Saudi Arabia plunged alone into the Yemen war, after decades of leaning on the crutch of US troops to achieve its aims. Russia’s annexation of Crimea and interference in East Ukraine resulted in sanctions but no military escalation on the American side. An emboldened Vladimir Putin intervened directly in Syria on the side of the ruling regime, completely changing the direction of the war in a few weeks.
Last year, Turkey’s President Recep Tayyip Erdoğan convinced Donald Trump to withdraw from north-eastern Syria, allowing Turkish forces to create a buffer zone inside Syrian territory. Erdoğan also backed the UN recognised government in Libya at a time when it was close to being overwhelmed by the army of a warlord named Khalifa Haftar. Turkish-manufactured Bayraktar drones changed the complexion of the battle for Tripoli in the spring of 2020, forcing Haftar to sue for peace. The same drones have helped Azerbaijan hold its own in the current war against Armenia over the disputed Nagorno-Karabakh region, augmenting Erdoğan’s international prestige.
China has become increasingly belligerent over the past few years, using harsh military means, of which India bore the brunt in Ladakh a few months ago, as well as a self-consciously aggressive form of engagement with the world known as wolf warrior diplomacy.
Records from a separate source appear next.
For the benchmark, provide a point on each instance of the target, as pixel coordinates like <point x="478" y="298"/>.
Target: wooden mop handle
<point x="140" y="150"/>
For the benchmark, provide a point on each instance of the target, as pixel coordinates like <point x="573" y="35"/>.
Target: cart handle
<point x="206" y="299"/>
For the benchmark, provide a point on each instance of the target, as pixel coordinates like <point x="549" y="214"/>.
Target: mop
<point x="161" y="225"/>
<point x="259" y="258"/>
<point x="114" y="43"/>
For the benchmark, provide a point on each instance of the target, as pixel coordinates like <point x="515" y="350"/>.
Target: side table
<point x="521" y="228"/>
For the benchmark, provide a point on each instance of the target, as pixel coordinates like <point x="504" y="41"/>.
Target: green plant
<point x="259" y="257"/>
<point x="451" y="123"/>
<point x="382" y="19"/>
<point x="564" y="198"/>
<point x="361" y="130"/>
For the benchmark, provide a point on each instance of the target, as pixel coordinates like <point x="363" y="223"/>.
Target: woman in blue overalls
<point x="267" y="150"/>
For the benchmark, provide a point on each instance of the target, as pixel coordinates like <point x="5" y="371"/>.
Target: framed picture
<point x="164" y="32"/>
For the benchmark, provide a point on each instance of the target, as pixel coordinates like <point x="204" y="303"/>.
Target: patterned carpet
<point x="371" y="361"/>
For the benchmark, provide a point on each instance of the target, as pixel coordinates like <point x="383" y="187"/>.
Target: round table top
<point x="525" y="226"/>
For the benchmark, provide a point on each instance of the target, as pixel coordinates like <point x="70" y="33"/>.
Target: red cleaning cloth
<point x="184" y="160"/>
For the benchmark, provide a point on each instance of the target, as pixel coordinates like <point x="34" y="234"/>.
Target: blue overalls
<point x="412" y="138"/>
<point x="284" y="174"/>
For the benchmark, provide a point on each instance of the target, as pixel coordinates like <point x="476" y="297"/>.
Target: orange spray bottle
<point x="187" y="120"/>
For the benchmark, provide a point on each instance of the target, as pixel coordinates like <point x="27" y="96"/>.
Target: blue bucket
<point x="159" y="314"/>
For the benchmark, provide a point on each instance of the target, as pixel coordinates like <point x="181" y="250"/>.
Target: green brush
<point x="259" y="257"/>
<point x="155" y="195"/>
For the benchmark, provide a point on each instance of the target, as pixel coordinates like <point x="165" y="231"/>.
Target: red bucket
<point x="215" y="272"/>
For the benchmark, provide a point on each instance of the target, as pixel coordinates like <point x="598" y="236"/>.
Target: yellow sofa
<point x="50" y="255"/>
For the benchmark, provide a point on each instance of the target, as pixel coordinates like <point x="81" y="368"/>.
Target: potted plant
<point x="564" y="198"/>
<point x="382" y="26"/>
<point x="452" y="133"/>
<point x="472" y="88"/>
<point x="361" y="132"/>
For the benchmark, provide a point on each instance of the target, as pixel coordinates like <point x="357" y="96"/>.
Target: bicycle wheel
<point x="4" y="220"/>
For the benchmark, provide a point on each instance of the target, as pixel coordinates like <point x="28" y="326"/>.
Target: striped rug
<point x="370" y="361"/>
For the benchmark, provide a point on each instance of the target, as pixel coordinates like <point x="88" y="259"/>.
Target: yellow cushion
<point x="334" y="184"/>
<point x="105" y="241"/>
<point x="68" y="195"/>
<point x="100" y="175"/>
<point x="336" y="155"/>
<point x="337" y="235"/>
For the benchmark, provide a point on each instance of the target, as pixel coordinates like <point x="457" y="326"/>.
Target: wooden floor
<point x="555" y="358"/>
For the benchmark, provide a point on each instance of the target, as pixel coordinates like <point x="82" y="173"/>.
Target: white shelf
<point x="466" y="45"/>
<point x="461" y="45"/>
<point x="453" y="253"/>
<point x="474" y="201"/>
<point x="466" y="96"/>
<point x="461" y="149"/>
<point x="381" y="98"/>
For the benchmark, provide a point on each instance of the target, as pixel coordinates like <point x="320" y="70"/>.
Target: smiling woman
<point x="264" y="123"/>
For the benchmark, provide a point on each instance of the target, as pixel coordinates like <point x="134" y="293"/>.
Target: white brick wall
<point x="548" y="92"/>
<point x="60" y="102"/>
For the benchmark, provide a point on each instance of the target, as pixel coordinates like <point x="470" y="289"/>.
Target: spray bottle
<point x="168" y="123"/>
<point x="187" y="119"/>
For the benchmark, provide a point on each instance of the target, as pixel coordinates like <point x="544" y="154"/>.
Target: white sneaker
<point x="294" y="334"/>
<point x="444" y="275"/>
It seems ill-timed, given the anger across the world relating to the novel coronavirus which originated in China, but the communist party appears determined to stick with its new posture.
I suspect the normalisation of relations between Israel and the UAE and Bahrain, with the promise of official friendly contacts with Oman and Saudi Arabia in the near future, has a lot to do with the recognition within authoritarian Sunni regimes that they can no longer trust the United States to play protector. Disillusioned with Obama’s support for democratisation during the Arab Spring and the agreement he signed with their implacable foe, the Shia theocracy in Iran, these countries found new hope with Donald Trump. Though he gave them much that they wanted, his evident reluctance to get drawn into military engagements induced them to open official channels with the one country that possesses a fearsome arsenal and would back them with weapons, intelligence and troops in any confrontation with Iran: Israel.